Currently, although it still continues to be a taboo that must be overcome, perinatal grief, which refers to the loss of babies during pregnancy, childbirth or a few days after birth (regardless of the days of life or the weeks of gestation). ), work is increasingly done with more care. Companies like Áltima Serveis Funeraris, a sector leader in Catalonia, each year look for ways to offer the warmth and hospitality spaces that families who have suffered this situation need.

For years it has been socially accepted to minimize these losses, but the truth is that what the loss of a son or daughter, a future, plans, a life project and expectations that are shattered means for families, is something that needs to be able to process no minor grief in an appropriate way.

No parent is prepared to have to say goodbye and bury a child, and for too long this perinatal grief has been something experienced only in the intimacy of the family. For some time now, society has begun to shamelessly name and say the names of the babies that have been left behind, and each time it is treated more naturally with a grief that, like everyone else, one must know how to process, and each person does so in their own way. the best way you can.

One way to process the loss and experience grief is to be able to make an appropriate farewell, to be able to pay the tribute that families want to offer their babies, and for all this, the Catalan company Áltima already has 11 perinatal spaces, four of them prepared during 2023, in the 35 cemeteries it manages throughout Catalonia.

The objective of these spaces is to respond to the emotional needs of people who suffer this type of grief through a physical point of reference where they can honor and remember the lost creature.

They are necessary, intimate, quiet and welcoming spaces dedicated to babies and their families, spaces of remembrance where families are invited to go whenever they need to and where they can remember their sons and daughters who have left early.

As stated by the CEO of Áltima, Joan Ventura, these spaces are a sign that the company continues to move forward to make known a mourning that has been silenced for too long: “cemeteries must evolve as society advances and respond, thus, to the demands of the citizens. The perinatal spaces are an example that at Áltima we are sensitive to losses that, for too many years, have been experienced in silence.”

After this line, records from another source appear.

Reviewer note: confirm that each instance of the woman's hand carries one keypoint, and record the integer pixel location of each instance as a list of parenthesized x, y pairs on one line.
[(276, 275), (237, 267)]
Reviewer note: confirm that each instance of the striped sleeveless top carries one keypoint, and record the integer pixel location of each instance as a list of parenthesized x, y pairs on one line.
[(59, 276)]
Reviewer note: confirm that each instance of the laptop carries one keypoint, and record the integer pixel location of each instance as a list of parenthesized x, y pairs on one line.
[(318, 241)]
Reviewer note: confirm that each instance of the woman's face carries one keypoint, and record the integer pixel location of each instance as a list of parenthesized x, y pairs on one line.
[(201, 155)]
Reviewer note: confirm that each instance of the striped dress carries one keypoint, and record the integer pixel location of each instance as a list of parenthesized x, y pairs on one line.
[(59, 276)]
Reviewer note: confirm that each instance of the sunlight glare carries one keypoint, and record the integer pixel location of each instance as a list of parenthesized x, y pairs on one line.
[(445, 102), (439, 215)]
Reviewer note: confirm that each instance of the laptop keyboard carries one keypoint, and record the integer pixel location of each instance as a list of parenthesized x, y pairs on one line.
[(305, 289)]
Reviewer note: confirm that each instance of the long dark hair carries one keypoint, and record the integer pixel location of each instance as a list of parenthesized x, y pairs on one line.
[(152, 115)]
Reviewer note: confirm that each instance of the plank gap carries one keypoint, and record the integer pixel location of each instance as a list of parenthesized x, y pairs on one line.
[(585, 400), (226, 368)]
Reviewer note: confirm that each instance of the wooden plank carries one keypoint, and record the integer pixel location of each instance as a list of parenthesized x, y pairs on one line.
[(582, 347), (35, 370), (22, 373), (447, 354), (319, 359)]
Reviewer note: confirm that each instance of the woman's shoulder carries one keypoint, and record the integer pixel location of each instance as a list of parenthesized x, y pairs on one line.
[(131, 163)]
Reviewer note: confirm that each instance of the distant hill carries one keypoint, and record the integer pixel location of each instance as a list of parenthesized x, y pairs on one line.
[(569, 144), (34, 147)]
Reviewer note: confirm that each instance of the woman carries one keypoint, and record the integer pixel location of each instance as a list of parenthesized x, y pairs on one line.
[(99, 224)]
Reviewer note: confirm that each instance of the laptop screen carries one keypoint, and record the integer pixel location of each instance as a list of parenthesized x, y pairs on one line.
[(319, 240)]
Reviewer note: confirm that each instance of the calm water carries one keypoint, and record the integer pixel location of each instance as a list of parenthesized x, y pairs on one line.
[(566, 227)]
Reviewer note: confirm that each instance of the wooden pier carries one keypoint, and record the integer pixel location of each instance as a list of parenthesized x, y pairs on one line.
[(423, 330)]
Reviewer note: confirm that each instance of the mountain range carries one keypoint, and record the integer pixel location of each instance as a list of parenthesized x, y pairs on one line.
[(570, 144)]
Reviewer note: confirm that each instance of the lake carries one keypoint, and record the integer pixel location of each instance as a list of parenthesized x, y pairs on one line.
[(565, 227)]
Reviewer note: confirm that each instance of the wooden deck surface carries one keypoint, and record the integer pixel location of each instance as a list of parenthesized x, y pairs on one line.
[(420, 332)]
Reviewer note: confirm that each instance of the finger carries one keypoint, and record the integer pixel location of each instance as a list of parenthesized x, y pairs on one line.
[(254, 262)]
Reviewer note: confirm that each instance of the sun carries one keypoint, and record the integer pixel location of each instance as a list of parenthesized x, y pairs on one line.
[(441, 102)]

To help navigate this particular grief, Áltima also collaborates with associations such as Umamanita, a project that seeks to accompany families grieving the premature death of a son or daughter. The objective is to help women from hospitals who have lost a baby during pregnancy, childbirth or a few days after birth. This project seeks to enable families to have a special memory of their son or daughter and to comfort them in the grieving process through a box of memories. The boxes, which are given to families by a health professional moments before receiving their son or daughter, whenever possible, contain a handmade swaddle to wrap the child, clay to remember the footprint of their feet. and hands and other elements such as stuffed animals, a candle, some glass jars, a diaper and a necklace.

The Catalan company has also collaborated in actions to support different projects and entities dedicated to gestational, perinatal and neonatal grief, such as Pequenos con luz, A Contracorriente, Anhelo Vallès or Umamanita. In the same corporate line of doing everything possible to naturalize a grief that has been silenced for so many years, Áltima has also collaborated in the publication of the first guide aimed at professionals on gestational, perinatal and neonatal death, prepared by various public health centers in Catalonia.

Under the title of ‘Perinatal Grief Accompaniment Manual’, the document aims to be a help tool for health professionals who must face a situation of gestational, perinatal or neonatal death. This is the first document aimed specifically at people working in fields such as midwifery, nursing or social work, as well as midwives and other healthcare personnel.

The guide includes how to deal with the communication of the death of a son or daughter during pregnancy, childbirth or shortly after birth, as well as the diagnosis of an illness that may limit life in these stages. The manual in which Áltima has collaborated closely also includes indications for the emotional support of the pregnant woman and her family in situations as painful as unexpected intrauterine death, spontaneous abortion, legal termination of pregnancy or perinatal palliative cures.

This Manual details the steps that both professionals and families must carry out in a situation of perinatal loss, as well as community resources to help with grief.

All the measures carried out in this regard aim to respond to the emotional needs of many families who, unfortunately, go through a process of gestational or perinatal loss. This very particular mourning, and considered taboo for a long time in our society, achieves, with spaces for perinatal mourning such as those in Áltima and with practices and talks such as those carried out by different associations, that it becomes normalized and more visible, and that families who have experienced it or will experience it find tools to better process grief and also have a physical reference point where they can remember the son or daughter who is no longer here.